Die Fanboys des "Islamischen Staats" (IS) sind beglückt: Zwei Anschläge innerhalb weniger Tage, ein Massenmord mit 49 Toten in den USA und eine tödliche Messerattacke auf einen Polizisten und seine Frau in Frankreich, das ist für sie ein Grund zum Jubeln. Beide Attentäter hatten schließlich gesagt, sie hätten im Namen des IS gehandelt. Wie schon nach den Anschlägen von Brüssel im November kursieren nun wieder martialische Photoshop-Memes in den Sozialen Netzwerken. "Orlando war erst der Anfang" heißt es da, oder auch: "Just kill one!"

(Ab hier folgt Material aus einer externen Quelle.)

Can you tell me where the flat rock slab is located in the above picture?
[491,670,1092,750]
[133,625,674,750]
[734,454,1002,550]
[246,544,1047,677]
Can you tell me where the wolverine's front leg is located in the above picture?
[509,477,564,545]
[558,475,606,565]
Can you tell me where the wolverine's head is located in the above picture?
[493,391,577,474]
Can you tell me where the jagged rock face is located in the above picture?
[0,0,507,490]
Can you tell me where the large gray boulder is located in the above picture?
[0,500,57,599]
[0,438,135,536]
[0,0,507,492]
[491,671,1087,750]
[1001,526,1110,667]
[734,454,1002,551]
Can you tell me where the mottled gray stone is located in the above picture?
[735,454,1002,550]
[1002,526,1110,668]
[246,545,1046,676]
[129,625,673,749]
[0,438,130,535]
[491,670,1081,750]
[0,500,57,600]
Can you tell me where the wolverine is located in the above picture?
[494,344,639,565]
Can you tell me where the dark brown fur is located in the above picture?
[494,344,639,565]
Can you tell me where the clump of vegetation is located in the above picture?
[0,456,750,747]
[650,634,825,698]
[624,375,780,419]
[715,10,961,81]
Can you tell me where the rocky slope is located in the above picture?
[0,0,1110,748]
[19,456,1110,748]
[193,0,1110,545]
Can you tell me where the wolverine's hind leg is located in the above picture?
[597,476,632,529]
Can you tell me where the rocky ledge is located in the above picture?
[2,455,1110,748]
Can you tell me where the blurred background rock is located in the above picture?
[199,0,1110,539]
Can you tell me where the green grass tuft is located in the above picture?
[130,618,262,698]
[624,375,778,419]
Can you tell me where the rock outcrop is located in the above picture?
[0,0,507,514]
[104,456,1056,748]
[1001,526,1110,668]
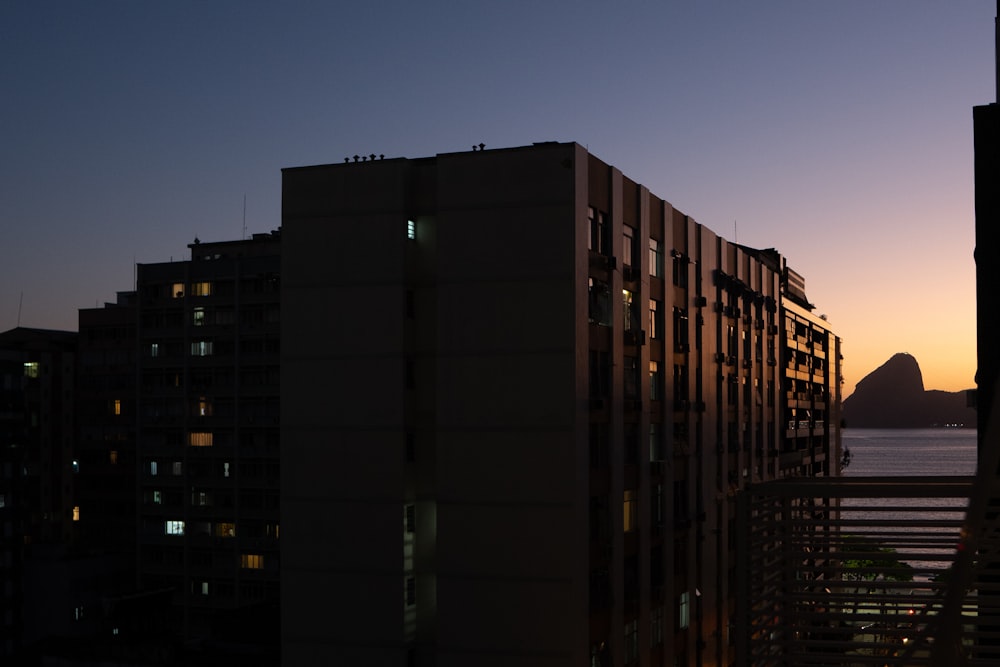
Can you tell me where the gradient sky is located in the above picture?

Angesichts solcher menschenverachtender Reaktionen ist es umso wichtiger, besonnen zu analysieren: Was verraten die beiden Anschläge uns eigentlich über den IS?

Zunächst ist der Anschlag von Orlando ein weiterer, krasser Beleg dafür, dass es dem IS gelungen ist, mit seiner Propaganda ein mörderisches Reservoir anzuzapfen. Es besteht aus Menschen, die vermutlich mehr Persönlichkeitsmerkmale mit Amokläufern ohne extremistischen Hintergrund teilen als mit jenen islamistischen Attentätern, die wir bisher kennen.

Identitätskonflikte

Omar Mateen, der Attentäter von Orlando, scheint ideologisch wenig gefestigt gewesen zu sein. Er pries sowohl den IS als auch dessen Intimfeind, den Al-Kaida-Ableger Dschabhat al-Nusra, und darüber hinaus den gemeinsamen Feind beider Organisationen, die schiitische Hisbollah. Dahinter steht kein geschlossenes Weltbild, das ist halb verdautes Nachrichtengewitter.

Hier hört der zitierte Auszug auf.